影壁后面传来了响动声,依依迫不及待地绕过了影壁,眼前的景象令她目瞪口呆,一排排房屋扭曲着、翻动着,石板道路慢慢消失,成了一条绿水缓流的小河,仅仅半盏茶工夫,眼前偌大的庄园已经由典型的北方建筑变为了南方园林,连头顶的天空都变得湿润起来。

“这算得上一个奇观了吧,”鲁旦惊叹道,“已经可以这样了吗?”

“也不知道秦博士脑袋里整天想的都是什么,”小白也叹道,“不过,他确实鼓捣出了不少有趣的东西。”

“还有船!”依依从前面的小码头上了船,鲁旦和小白跟了上去,鲁旦要摇桨,小白拦住了他,拿起竹竿一撑——水深两米——小船像装了马达一样飞速向前。

“慢点,这不是赛龙舟!”依依喊道,“我要好好看看这风景。”

“都是假的。”小白说着,还是用竹竿一点,小船又慢了下来。

“这年头,也说不上什么是真的,什么是假的了,”鲁旦坐在依依对面,他伸手摸了摸水面,尽管是夏天,但是河水依然冰凉,感觉十分的……真实,“眼前所见,手上所感,就是真实的吧,至少对我们此刻来说,它就是真实的。”
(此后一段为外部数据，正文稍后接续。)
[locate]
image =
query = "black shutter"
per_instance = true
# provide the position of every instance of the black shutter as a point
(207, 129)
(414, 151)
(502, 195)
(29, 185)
“我以为你就是个诗人,没想到你还是个哲人,”小白撇了撇嘴,“反正就是这样了,这里有一百多间房子,你们随便住,厨房里有饭菜——应该有,你们两个已经获得了居住权,有什么需要,直接和机器管家说就行了,她好像在每个房间里都有。我要走了。”

“你不在这儿住?”鲁旦一愣。

“我该回浩荡山了,现在回去已经有点晚了,”小白无奈地说,“明天我再来看你们。”

“再见。”依依摆了摆手。

小白飞起,朝大门方向飞去,一离开宅子,他就拉升,尽量不使他人看见,无器械飞行在大可国毕竟还只是个别人才拥有的能力,他不想太招摇。

在山顶练功的孔峰已经成了浩荡山的坐标,小白落下来,朝自己家的树屋走去,也不知是天热眼花的缘故,还是真的发生了,小白觉得自己家的树屋在扭曲着,好像一个看不见的大手在揉捏着它,又好像树屋和空气一起融化了,被热风吹得扭动起来。
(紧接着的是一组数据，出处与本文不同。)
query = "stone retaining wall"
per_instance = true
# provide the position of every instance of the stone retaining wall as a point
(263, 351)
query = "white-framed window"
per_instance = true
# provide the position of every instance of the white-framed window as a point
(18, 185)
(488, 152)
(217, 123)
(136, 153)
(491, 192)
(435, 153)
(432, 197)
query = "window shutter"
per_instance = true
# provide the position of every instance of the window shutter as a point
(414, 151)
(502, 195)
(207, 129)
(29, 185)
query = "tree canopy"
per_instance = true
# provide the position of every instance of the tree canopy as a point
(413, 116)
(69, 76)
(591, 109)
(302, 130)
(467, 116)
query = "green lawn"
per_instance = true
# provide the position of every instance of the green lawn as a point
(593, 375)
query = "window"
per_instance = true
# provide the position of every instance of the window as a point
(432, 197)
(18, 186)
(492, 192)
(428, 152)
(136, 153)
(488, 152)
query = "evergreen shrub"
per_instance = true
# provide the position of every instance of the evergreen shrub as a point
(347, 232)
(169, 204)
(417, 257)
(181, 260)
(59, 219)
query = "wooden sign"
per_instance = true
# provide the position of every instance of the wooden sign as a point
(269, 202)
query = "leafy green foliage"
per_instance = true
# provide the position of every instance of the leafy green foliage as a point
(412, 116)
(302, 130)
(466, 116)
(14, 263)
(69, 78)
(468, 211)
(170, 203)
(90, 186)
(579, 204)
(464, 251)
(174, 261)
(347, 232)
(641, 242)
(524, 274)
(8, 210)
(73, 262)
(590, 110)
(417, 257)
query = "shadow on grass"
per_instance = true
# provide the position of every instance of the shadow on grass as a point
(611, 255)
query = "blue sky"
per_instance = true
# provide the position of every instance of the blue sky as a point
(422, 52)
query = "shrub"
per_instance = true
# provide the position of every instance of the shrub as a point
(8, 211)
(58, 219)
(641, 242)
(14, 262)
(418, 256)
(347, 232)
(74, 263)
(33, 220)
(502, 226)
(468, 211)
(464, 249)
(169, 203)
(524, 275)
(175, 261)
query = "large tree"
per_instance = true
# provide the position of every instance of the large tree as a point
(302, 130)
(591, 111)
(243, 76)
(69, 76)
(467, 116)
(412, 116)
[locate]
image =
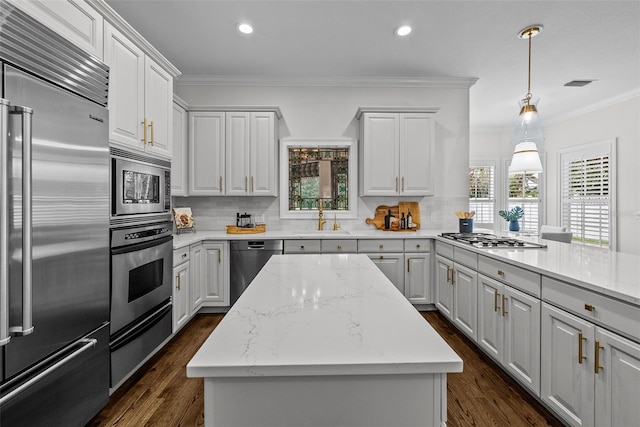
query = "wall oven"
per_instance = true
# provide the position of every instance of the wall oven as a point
(141, 185)
(141, 263)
小白摇摇头,揉了揉眼,又看向他处,确定自己的眼睛没问题,然后几步窜进了屋中。

“小白!快来看看你父亲怎么了?”

羽兰看到儿子进来,如同遇到了救星,急忙大喊道。

小白慌忙进入主屋,只见翁白坐在一枝被用作凳子的树枝上,对小白的靠近毫无反应,他眼眶中全是白色,头发生长及肩,而且坚硬的像刺猬毛一样。

“父亲这样多久了?”小白按住了父亲的肩膀,焦急地问着。

“有一炷香的工夫了,”羽兰神色慌张,“他好像在抗争着什么,他好像很痛苦。”